Esa replicó vacilante:
—Es verdad... ¡Tengo tantas preocupaciones!... Todos me reprochan haberme vuelto nerviosa... Sí; se hubiera hablado de todo esto.
—Y habrían atribuido el suceso a suicidio. Ninguna huella dactilar en la culata del arma, a no ser las de la señorita... Un caso sencillo, muy convincente. Eso hubiera sido todo.
—¿De veras? La cosa tiene una gracia tremenda —exclamó Esa, a la que, sin embargo, no parecía hacerle mucha.
Poirot tomó la frase en un sentido convencional.
—¿Tremenda? Sí. Pero convendrá usted conmigo, señorita, que ese juego ha durado ya bastante y debe terminar. Cuatro tentativas han sido inútiles, pero la quinta podría ser eficaz.
—Y bajaría yo a la negra tumba —se arriesgó a decir en tono alegre la joven.
—Pero aquí estamos el amigo Hastings y yo para evitarle ulteriores daños.
Me agradó aquel «estamos». Poirot no suele asociarme a mí en sus empresas. Creí, pues, deber añadir:
—Sí, sí, esté usted tranquila, señorita, que la protegeremos.
—Son ustedes muy amables —respondió miss Buckleys—. Todo esto es extraordinario, increíble, melodramático.

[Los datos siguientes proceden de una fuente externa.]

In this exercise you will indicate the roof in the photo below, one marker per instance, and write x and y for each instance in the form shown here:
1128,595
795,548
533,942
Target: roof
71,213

Esa no había querido desechar el tono alegre de quien no toma las cosas por lo trágico, pero parecíame descubrir cierta turbación en sus ojos.
—Lo primero que debemos hacer ahora —declaró Poirot— es tener una consulta.
Sentóse y la miró con expresión de sincera amistad.
—Ante todo, vamos a ver, señorita: ¿sabe usted si tiene enemigos?
Esa movió la cabeza, y casi parecía lamentar tener que respondernos:
—No creo tenerlos.
—Está bien. Podemos dejar por ahora esa hipótesis. Pasemos a la pregunta clásica de las películas y de las novelas policíacas: ¿a quién aprovecharía su muerte?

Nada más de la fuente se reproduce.